Even though companies are very concerned about fighting intrusions and threats, most remain tentative with their NAC security plans over fears that important users will not be able to gain access to needed content because their devices have been quarantined, she said. If enterprises can handle the problem without as great a risk of barring authorized users, they will move to products that allow it, according to the analyst.

This trend will favor more end point, or device-based applications for managing network device authentication and security testing, Lambert said.

"We believe that it will be the end point, not the network, where the intelligence of these technologies lives," Lambert said. "In many cases, companies already have underlying security and management infrastructure that can handle this work; it's really a matter of enhancing what they have in place."

In order for major vendors to get all the pieces necessary to create products that can work in such a manner, the analyst said there will be continued consolidation in the end point security and network authentication space. Lambert pointed to McAfee's acquisition of DLP (data leakage prevention) vendor Onigma for $25 million in Oct. 2006 as emblematic of the type of deals that are likely to follow.

In addition to such end point-oriented technologies, the analyst cited tools that de-couple network security policies from network hardware as another area where larger players may look to invest. Smaller players in the NAC space will increasingly find themselves under pressure to branch out and offer more sophisticated products if they intend to remain in the market, Lambert said.

"Customers should spend the next year or so making sure they are laying the security and management framework, and start creating policies for a well secured end point.

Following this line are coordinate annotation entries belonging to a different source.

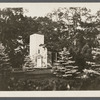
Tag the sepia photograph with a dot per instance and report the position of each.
(49, 47)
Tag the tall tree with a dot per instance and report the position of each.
(15, 29)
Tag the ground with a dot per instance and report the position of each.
(39, 81)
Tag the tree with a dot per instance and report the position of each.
(15, 29)
(80, 28)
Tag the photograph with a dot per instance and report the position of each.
(49, 47)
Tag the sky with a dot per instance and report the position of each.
(41, 9)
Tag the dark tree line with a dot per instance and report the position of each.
(74, 28)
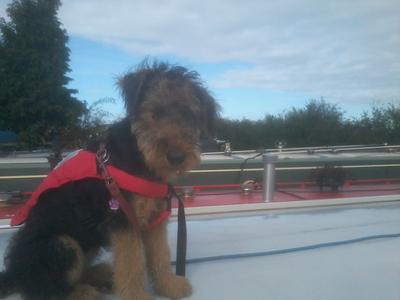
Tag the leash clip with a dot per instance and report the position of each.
(102, 155)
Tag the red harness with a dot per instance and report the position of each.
(83, 165)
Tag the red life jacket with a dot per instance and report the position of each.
(83, 165)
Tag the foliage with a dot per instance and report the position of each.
(34, 99)
(317, 124)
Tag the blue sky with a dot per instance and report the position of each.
(259, 57)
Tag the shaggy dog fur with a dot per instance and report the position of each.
(50, 257)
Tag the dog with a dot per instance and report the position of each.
(51, 256)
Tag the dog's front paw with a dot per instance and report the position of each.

As solutions converge, they can bring them together to create full network access policies," Lambert said. "They can use existing NAC technologies as a stop-gap over the next several years to get secure access, especially for mobile workers, but they need to prepare to migrate policies to the end point as these new technologies emerge."

NAC vendors responded to the report with some confusion, pointing out that the research appears to demand greater simplicity and complexity from NAC systems at the same time.

At the heart of the discord, said experts with San Jose-based Cisco, appears to be a difference in opinion over what the analysts and the vendor define as necessary elements of NAC.

"Their definition of NAC only includes a health check; we include scans for the machine type, OS status, user information and authentication rolls," said Irene Sandler, marketing manager with Cisco's NAC Appliance Business Unit. "They're only looking at posture assessment from the perspective of anti-virus and patches, and we define it a lot more broadly."

Cisco officials pointed out that other research reports have found favorable perceptions for a more network-based approach to device authentication.

For instance, a recent survey published by Infonetics Research, based in San Jose, found that 80 percent of IT professionals polled regarding NAC indicated that they wanted technologies that were at least partially enforced on the network, with 51 percent expressing a desire for some control on the end point. Respondents were able to select more than one answer if they favored a mix of the strategies.

Cisco experts said that as NAC products become more mature, some of the processes highlighted as unwieldy for end users by Forrester may become more streamlined, affording the type of seamless interaction that Lambert contends end users will demand.

With more than 1600 existing NAC customers, the networking company believes that its current approach is in fact being validated by the market.

"Our data has pointed to customers wanting a more complete system than what we're hearing about here, but we do want the features to be easy to run and the policies simple to create and manage. … We don't see it as a matter of excluding things from the product to do that," said Brendan O'Connell, senior product manager for Cisco's NAC appliances business. "Cisco's spirit is about making the pie bigger, and considering any reasonable question to ask before granting network access; that what we want NAC tools to answer."